Despite his mother's careful efforts to give him a normal upbringing, Eissa has already shown signs of inheriting the family's musical DNA. According to E! News, Janet revealed on The Tonight Show back in February 2020 that the then-3-year-old Eissa had already been taking cello lessons after previously carrying a violin to school. For a toddler to pick up string instruments is remarkable enough. For Janet Jackson's son to do so feels almost inevitable.

Janet, however, is not pushing him anywhere near a stage. She has been clear, as reported by E! News, that if Eissa ever wants to pursue the entertainment industry, she will support him when he turns 18. But not a moment before. The industry, in her own words, is very tough and brutal, and she wants him to arrive there with his eyes wide open and his childhood fully intact.

A Legacy Being Consciously Shaped

Turning 60 has clearly prompted a season of reflection and deliberate release for Janet. As E! News highlighted, she raised $4 million in a 2021 auction of more than 800 personal items, including clothing, accessories, and iconic memorabilia. Among the buyers was Kim Kardashian, who paid $25,000 for the outfit Janet wore in her 1993 "If" music video. She also sold the New York City apartment she had owned for 25 years, letting go of a significant chapter of her story.

Speaking to The Guardian in 2024, Janet framed all of this as a conscious act of release. She described it as an era of legacy-building, but one centered on letting go, sharing, and moving forward rather than holding on.

Her 1989 landmark album Rhythm Nation 1814 was inducted into the Grammy Hall of Fame in January 2026, adding another official chapter to a legacy that already includes being the first female artist in Nielsen SoundScan history to debut at number one on the Billboard 200. That achievement came with the release of her fifth studio album Janet in 1993 and it was only one of a long string of firsts that have defined her career.

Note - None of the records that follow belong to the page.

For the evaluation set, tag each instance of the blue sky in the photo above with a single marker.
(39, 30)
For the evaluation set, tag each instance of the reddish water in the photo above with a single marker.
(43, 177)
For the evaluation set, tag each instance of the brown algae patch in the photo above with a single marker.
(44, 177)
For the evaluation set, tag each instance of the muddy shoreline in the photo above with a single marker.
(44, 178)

Staying Out of the Michael Jackson Conversation

One of the most quietly powerful choices Janet has made in recent years was her decision to decline a portrayal in the April 2026 biopic about her brother Michael Jackson's rise to fame. As reported by Variety and noted by E! News, LaToya Jackson confirmed at the film's Los Angeles premiere on April 20 that Janet had been asked and had kindly declined, a decision the family said deserved respect.

It was a decision entirely in keeping with who Janet has become. She has spoken about the enormous scrutiny that comes with bearing the Jackson name, and she clearly prefers to let her own body of work do the talking rather than be absorbed into someone else's narrative, even one as significant as Michael's.

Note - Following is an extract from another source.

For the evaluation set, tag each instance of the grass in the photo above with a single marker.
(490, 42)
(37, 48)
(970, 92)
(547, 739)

Love, Lessons, and Looking Forward

When it comes to her personal life beyond motherhood, Janet remains thoughtful and cautiously optimistic. In her 2024 interview with The Guardian, which E! News referenced, she acknowledged that she had learned hard lessons from past relationships, including her marriage to Wissam Al Mana, and that she hopes to approach love differently going forward.

She described wanting to see potential partners through clearer lenses than she had before, trusting both her own instincts and the people close to her to call out anything that does not look right. It was the kind of honest self-awareness that tends to come not from therapy books but from lived experience.

In June 2026, she is scheduled to head to Japan for a series of special performances, proving once again that the stage still calls to her and that she still answers. But this time, there is always a little boy waiting at home who reminds her of what truly matters.

Janet Jackson at 60 is not slowing down. She is simply choosing more deliberately. And if the last few years are any indication, her best chapters may still be ahead.